Ruffolo R R, Hieble J P
Division of Biological Sciences, SmithKline Beecham Pharmaceuticals, King of Prussia, PA., USA.
Eur Urol. 1999;36 Suppl 1:17-22. doi: 10.1159/000052313.
Although the selective alpha1-adrenoceptor antagonists were initially developed as antihypertensive drugs, and they are still utilized for this indication, the alpha1-adrenoceptor blockers are now used extensively for the symptomatic treatment of benign prostatic hyperplasia (BPH). As a result, a number of new drugs in this class have been specifically developed for use in BPH. The utility of alpha1-adrenoceptor antagonists in BPH derives from the observation, made several decades ago, that the irreversible, alpha1- adrenoceptor selective antagonist phenoxybenzamine, blocked the contractile activity of norepinephrine in isolated strips of rat or human prostate. Following the further subclassification of alpha1-adrenoceptors into the alpha1A-, alpha1B- and alpha1D-adrenoceptor subtypes, the relationship between subtype selectivity and efficacy in BPH has been investigated in the hope of developing more selective drugs for the treatment of this disorder. Molecular characterization of the adrenoceptor population in human prostate clearly shows the alpha1A-adrenoceptor subtype to predominate, and highly selective alpha1A-adrenoceptor antagonists have been identified and investigated in BPH. However, controversy remains as to whether prostatic smooth muscle contraction is mediated by the alpha1A-adrenoceptor, or by another novel alpha1-adrenoceptor subtype (not corresponding to any of the three known recombinant alpha1-adrenoceptors), or both. alpha1-Adrenoceptor agonists have been used clinically for the treatment of stress incontinence, acting to increase urethral tone by contracting urethral smooth muscle. Research efforts are ongoing to identify agents of this class having a selective action on urethral versus vascular smooth muscle, in order to produce a greater effect on the urethra without producing dose-limiting increases in blood pressure. Local administration of vascular smooth muscle relaxants, either alone or in combination, has been used for the treatment of erectile dysfunction. An alpha1-adrenoceptor antagonist is often used as one comportent in such mixtures, which act to relax trabecular smooth muscle. The recent demonstration that a systemically administered drug can produce a sufficiently selective action on cavernosal smooth muscle to allow efficacy without producing limiting systemic side effects has renewed interest in the possibility of systemic administration of alpha1-adrenoceptor antagonists for this indication.

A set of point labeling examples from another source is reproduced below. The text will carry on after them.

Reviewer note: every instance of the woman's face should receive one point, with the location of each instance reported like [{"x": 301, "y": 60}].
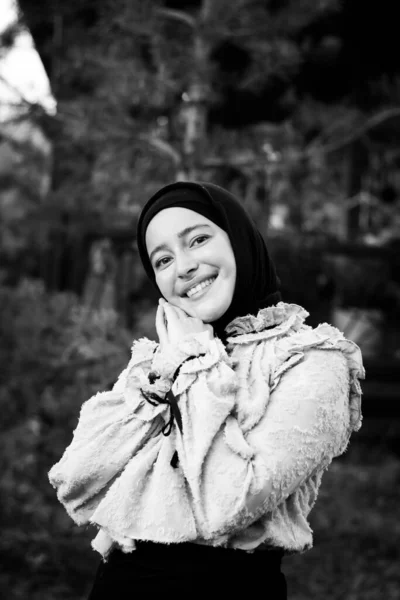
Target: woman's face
[{"x": 193, "y": 262}]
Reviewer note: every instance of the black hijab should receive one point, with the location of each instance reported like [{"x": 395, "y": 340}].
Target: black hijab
[{"x": 257, "y": 284}]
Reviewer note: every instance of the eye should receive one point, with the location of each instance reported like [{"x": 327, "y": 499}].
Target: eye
[
  {"x": 200, "y": 239},
  {"x": 162, "y": 262}
]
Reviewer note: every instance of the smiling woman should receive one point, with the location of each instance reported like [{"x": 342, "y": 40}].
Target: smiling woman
[
  {"x": 201, "y": 466},
  {"x": 194, "y": 264}
]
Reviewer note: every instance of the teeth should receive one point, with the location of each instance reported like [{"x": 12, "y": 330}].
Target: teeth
[{"x": 200, "y": 286}]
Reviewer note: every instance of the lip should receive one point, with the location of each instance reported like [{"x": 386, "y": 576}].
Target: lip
[{"x": 194, "y": 283}]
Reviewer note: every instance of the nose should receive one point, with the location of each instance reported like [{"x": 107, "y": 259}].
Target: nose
[{"x": 186, "y": 265}]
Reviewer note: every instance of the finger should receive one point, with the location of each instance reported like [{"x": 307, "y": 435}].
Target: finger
[
  {"x": 171, "y": 312},
  {"x": 161, "y": 327}
]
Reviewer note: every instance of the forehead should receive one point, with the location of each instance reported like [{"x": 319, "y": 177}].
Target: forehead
[{"x": 168, "y": 223}]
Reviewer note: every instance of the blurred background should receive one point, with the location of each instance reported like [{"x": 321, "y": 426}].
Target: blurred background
[{"x": 292, "y": 105}]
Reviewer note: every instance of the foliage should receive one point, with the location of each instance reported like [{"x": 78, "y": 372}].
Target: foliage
[{"x": 54, "y": 355}]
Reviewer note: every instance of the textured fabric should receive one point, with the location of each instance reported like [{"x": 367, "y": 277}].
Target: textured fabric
[
  {"x": 188, "y": 570},
  {"x": 262, "y": 419},
  {"x": 257, "y": 284}
]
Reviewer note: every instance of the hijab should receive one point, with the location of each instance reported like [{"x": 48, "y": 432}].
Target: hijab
[{"x": 257, "y": 284}]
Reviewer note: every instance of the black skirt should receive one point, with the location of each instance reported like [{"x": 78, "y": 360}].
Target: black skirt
[{"x": 189, "y": 570}]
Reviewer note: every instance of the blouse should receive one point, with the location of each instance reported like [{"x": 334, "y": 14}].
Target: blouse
[{"x": 262, "y": 418}]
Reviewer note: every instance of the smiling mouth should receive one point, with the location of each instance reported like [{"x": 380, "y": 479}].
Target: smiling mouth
[{"x": 199, "y": 289}]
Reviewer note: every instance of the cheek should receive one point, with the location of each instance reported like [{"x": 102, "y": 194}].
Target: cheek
[{"x": 164, "y": 285}]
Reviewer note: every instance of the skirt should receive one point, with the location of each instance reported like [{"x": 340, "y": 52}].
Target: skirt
[{"x": 189, "y": 570}]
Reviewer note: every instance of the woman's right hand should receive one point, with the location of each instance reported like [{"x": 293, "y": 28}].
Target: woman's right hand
[{"x": 173, "y": 325}]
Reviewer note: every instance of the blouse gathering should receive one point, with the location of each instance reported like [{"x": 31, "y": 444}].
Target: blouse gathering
[{"x": 262, "y": 418}]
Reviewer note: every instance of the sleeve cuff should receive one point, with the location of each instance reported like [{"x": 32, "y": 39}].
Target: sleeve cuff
[{"x": 204, "y": 350}]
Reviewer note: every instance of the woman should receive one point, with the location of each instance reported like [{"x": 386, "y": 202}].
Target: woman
[{"x": 201, "y": 466}]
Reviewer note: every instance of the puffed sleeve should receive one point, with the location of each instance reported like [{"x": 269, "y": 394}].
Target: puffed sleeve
[
  {"x": 113, "y": 427},
  {"x": 235, "y": 476}
]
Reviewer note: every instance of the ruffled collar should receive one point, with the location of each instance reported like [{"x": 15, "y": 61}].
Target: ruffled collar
[{"x": 286, "y": 316}]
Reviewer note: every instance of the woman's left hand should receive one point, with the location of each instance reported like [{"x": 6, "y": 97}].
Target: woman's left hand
[{"x": 173, "y": 324}]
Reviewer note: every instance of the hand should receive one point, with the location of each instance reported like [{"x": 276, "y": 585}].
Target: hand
[{"x": 173, "y": 325}]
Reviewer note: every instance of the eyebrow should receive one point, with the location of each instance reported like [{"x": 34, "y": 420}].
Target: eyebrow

虽然选择性α1-肾上腺素能受体拮抗剂最初是作为抗高血压药物开发的,并且目前仍用于这一适应症,但α1-肾上腺素能受体阻滞剂现在广泛用于良性前列腺增生(BPH)的对症治疗。因此,该类中的一些新药已专门开发用于BPH。α1-肾上腺素能受体拮抗剂在BPH中的效用源于几十年前的一项观察,即不可逆的α1-肾上腺素能受体选择性拮抗剂酚苄明可阻断去甲肾上腺素在大鼠或人前列腺离体条带中的收缩活性。随着α1-肾上腺素能受体进一步细分为α1A-、α1B-和α1D-肾上腺素能受体亚型,人们对亚型选择性与BPH疗效之间的关系进行了研究,希望开发出更具选择性的药物来治疗这种疾病。人前列腺中肾上腺素能受体群体的分子特征清楚地表明α1A-肾上腺素能受体亚型占主导地位,并且已经鉴定出高选择性α1A-肾上腺素能受体拮抗剂并在BPH中进行了研究。然而,关于前列腺平滑肌收缩是由α1A-肾上腺素能受体介导,还是由另一种新型α1-肾上腺素能受体亚型(与三种已知的重组α1-肾上腺素能受体均不对应)介导,或者两者都介导,仍存在争议。α1-肾上腺素能受体激动剂已在临床上用于治疗压力性尿失禁,通过收缩尿道平滑肌来增加尿道张力。目前正在进行研究以确定对尿道平滑肌与血管平滑肌具有选择性作用的此类药物,以便在不产生血压剂量限制性升高的情况下对尿道产生更大的作用。血管平滑肌松弛剂单独或联合局部给药已用于治疗勃起功能障碍。α1-肾上腺素能受体拮抗剂通常用作此类混合物中的一种成分,其作用是松弛小梁平滑肌。最近的研究表明,一种全身给药的药物可以对海绵体平滑肌产生足够的选择性作用,从而在不产生限制性全身副作用的情况下发挥疗效,这重新激发了人们对全身给药α1-肾上腺素能受体拮抗剂用于该适应症可能性的兴趣。